Depuis qu'il est au ministère de l'Intérieur, l'ancien homme fort de l'Elysée Claude Guéant s'est surtout illustré par des phrases choc qui ont déclenché plusieurs polémiques. Frédéric Ploquin rapporte quant à lui des propos du ministre qui ne font pas la une des journaux, et qui sonnent comme un étonnant aveu d'échec.
A force de déclencher des tollés sur toutes sortes de sujets, Claude Guéant n’est plus audible sur celui qui lui incombe : l’insécurité. Comment se faire entendre sur la police entre deux phrases chocs sur l’immigration ou l’islam ? On gagnerait pourtant à tendre l’oreille, parce que ce que le nouveau ministre de l’Intérieur glisse à l’oreille de ses troupes relève d’un changement de cap extraordinaire. Ne le dîtes à personne, mais la stratégie poursuivie par Nicolas Sarkozy depuis 2002 a échoué.
La preuve, Guéant voudrait tourner le dos à tout ce qui s’est fait jusque là. Témoins ces quelques phrases prononcées devant les directeurs de la sécurité publique et les responsables de la gendarmerie, entre les deux tours des cantonales : « Notre action doit être portée par une exigence constante à tous les niveaux pour la recherche de la qualité des relations à instaurer avec la population. Le lien fort et la confiance qui en découlent sont une composante déterminante de notre crédibilité auprès de la population ». Une manière assez nette de tourner le dos à une vision hyper centralisée de l’action policière... « Si ce lien est trop ténu, ajoutait ce jour-là Claude Guéant, les résultats de la délinquance, même bons, n’auront pas d’effet sur la population ». Après avoir tenté de couper l’herbe sous les pieds de l’extrême droite, aurait-il décidé de piquer dans les idées de la gauche ? On dirait bien.
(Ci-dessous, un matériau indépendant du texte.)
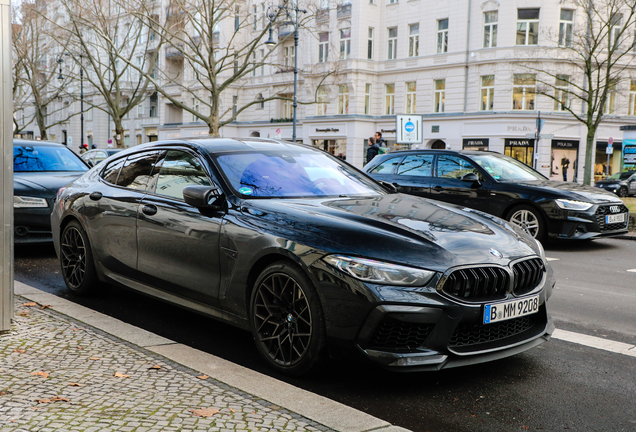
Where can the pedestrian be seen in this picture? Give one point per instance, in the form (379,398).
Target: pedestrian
(373,149)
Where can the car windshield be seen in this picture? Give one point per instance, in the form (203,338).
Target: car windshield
(621,176)
(505,168)
(293,173)
(45,158)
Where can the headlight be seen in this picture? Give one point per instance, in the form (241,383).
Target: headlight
(380,272)
(573,205)
(28,202)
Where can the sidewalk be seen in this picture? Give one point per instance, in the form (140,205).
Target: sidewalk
(64,367)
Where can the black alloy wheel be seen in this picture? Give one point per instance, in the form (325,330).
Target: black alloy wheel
(286,319)
(76,259)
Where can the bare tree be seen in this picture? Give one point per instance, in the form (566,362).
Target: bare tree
(104,41)
(596,51)
(36,87)
(212,49)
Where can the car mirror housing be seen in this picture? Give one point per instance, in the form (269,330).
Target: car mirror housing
(204,197)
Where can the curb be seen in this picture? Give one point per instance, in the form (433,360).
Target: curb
(317,408)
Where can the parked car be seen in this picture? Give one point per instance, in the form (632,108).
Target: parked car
(93,157)
(506,188)
(622,184)
(40,169)
(305,251)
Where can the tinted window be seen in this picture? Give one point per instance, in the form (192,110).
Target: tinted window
(111,172)
(454,167)
(29,157)
(135,173)
(387,166)
(417,165)
(176,171)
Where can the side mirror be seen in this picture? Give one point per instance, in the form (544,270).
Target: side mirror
(471,178)
(204,197)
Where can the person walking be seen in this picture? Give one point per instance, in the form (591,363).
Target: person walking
(372,150)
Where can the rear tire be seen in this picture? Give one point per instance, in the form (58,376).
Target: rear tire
(286,319)
(76,260)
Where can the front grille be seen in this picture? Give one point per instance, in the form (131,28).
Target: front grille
(477,283)
(602,211)
(478,333)
(394,335)
(528,274)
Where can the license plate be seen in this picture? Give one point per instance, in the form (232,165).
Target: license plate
(512,309)
(615,218)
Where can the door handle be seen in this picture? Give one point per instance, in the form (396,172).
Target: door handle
(149,209)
Un virage confirmé dans la foule sur i-Télé, où l’on a vu Claude Guéant annoncer un « redéploiement des policiers dans la rue ». Parce qu’ils n’y étaient pas, depuis 2002 ? Parce que les efforts successifs de Sarkozy, de MAM et de Brice Hortefeux n’auraient eu aucun effet sur les troupes ? « Il y aura plusieurs milliers d’agents de plus sur la voie publique », a insisté le ministre. Par quel tour de magie ? A priori, les écoles ne sont pas pleines à craquer de nouvelles recrues. La seule piste concrète, évoquée par Sylvie Fleucher, secrétaire du syndicat des commissaires, consisterait à faire sortir les policiers des voitures et à les mettre sur le trottoir, par deux. Serait-ce le grand retour de la police de proximité tant vilipendée ? « Je voudrais qu’on se souvienne que j’ai pu créer un climat de sécurité », a encore dit Guéant. Terrible aveu qui le place dans la course au meilleur « climatologue » de la Place Beauvau.